E' qui infatti, in mezzo a questa città, che si autodefinisce "Il luogo dove comincia il West", che si trova quello che viene considerato uno dei musei più belli, se non il più bello, del Novecento.

Timothy Potts - Direttore Kimbell Art Museum: "E' un edificio molto famoso, ha una forma molto distintiva. Queste gallerie a volta sono state ispirate a Louis Kahn da suoi studi di architettura classica a Roma. Ha trascorso del tempo all'Accademia americana a studiare edifici come le terme di Caracalla così come il Palazzo delle Belle Arti per il Diciannovesimo secolo. Ma la grande magia di questo posto è che lui ha preso la luce e l'ha portata negli spazi creando un grande  fascino.
Kahn era molto interessato al rapporto tra architettura e paesaggio e tra mondo architettonico e naturale. Così, la luce naturale, che penetra nelle gallerie per ammirare i lavori artistici,  permette al contempo di guardare all'esterno, al paesaggio con gli alberi e al cortile che ha disegnato con le piante. La pratica così è tra interno ed esterno e molto importante per lui era il dinamismo tra i due".

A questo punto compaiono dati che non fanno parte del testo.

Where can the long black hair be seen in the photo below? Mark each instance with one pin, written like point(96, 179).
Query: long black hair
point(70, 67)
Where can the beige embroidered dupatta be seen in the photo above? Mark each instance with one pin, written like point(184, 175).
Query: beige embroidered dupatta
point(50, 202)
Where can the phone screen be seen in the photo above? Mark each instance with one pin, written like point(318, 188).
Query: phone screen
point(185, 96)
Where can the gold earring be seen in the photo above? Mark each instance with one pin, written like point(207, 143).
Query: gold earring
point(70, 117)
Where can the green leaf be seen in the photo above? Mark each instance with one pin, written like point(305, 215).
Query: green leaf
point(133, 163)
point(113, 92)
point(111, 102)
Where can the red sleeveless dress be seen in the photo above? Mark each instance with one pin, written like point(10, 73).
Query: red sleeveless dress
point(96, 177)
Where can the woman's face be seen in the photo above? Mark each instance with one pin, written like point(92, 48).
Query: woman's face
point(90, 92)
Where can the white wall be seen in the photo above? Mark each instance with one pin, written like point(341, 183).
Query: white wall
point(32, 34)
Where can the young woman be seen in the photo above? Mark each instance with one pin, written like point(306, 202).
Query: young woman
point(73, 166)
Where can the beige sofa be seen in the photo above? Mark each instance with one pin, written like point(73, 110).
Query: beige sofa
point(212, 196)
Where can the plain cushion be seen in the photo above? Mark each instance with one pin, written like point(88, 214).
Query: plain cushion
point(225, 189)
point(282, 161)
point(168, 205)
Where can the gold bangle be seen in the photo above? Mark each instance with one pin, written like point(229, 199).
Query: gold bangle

In termini numerici, il Kimbell possiede una piccola collezione, solo 350 lavori, ma i nomi forse pesano per quel significato che unisce alla bellezza estetica delle opere, l'importanza storica e sociale acquisita dalla borghesia americana. Nomi come Caravaggio, De La Tour, Tiepolo, Courbet, Caillebot fino all'arte classica e orientale trovano una collocazione quasi sospesa nel tempo grazie alla materia di cui è fatto l'edificio.

Timothy Potts - Direttore Kimbell Art Museum: "Amava i materiali naturali, ma anche il cemento, che trattava come un materiale naturale. Questo è travertino italiano che ha una ricchezza, una trama e una qualità naturale che si percepiscono nel tempo. E' vero, non lo si può considerare un materiale adatto ad appendere dipinti, certamente non i lavori classici, ma per i lavori di arte contemporanea e del XX secolo ha un sintonia perfetta. E' con i lavori più antichi che si possono sollevare interrogativi. Alcune volte non è la superficie più in sintonia, ma Khan ha creato un ambiente generale di una qualità straordinaria. Molte persone pensano che questo edificio sia il luogo migliore al mondo dove ammirare dipinti".

A raccogliere l'invito per l'ampliamento, un nome quasi nell'ordine delle cose. Il nuovo Kimbell infatti, sarà parte di quel dialogo già intrapreso in Texas da Renzo Piano. E' a Dallas infatti che, con il Nasher Sculpture Center, l'architetto genovese sembra aver già cercato una sintonia, di forme e materiali, con Louis Kahn. Il museo parla anch'esso con il travertino, la sequenza regolare delle gallerie, e le coperture, qui leggermente, arcuate.
In questo gioco di rimandi e omaggi stilistici, un insieme di musei ha deciso di non sedurre il pubblico con architetture ipertrofiche, estetismi spettacolari, e opere d'arte simili a intrattenimenti da luna park. Renzo Piano, Tadao Ando, Philip Johnson, Louis Kahn: sotto il grande cielo dal Texas.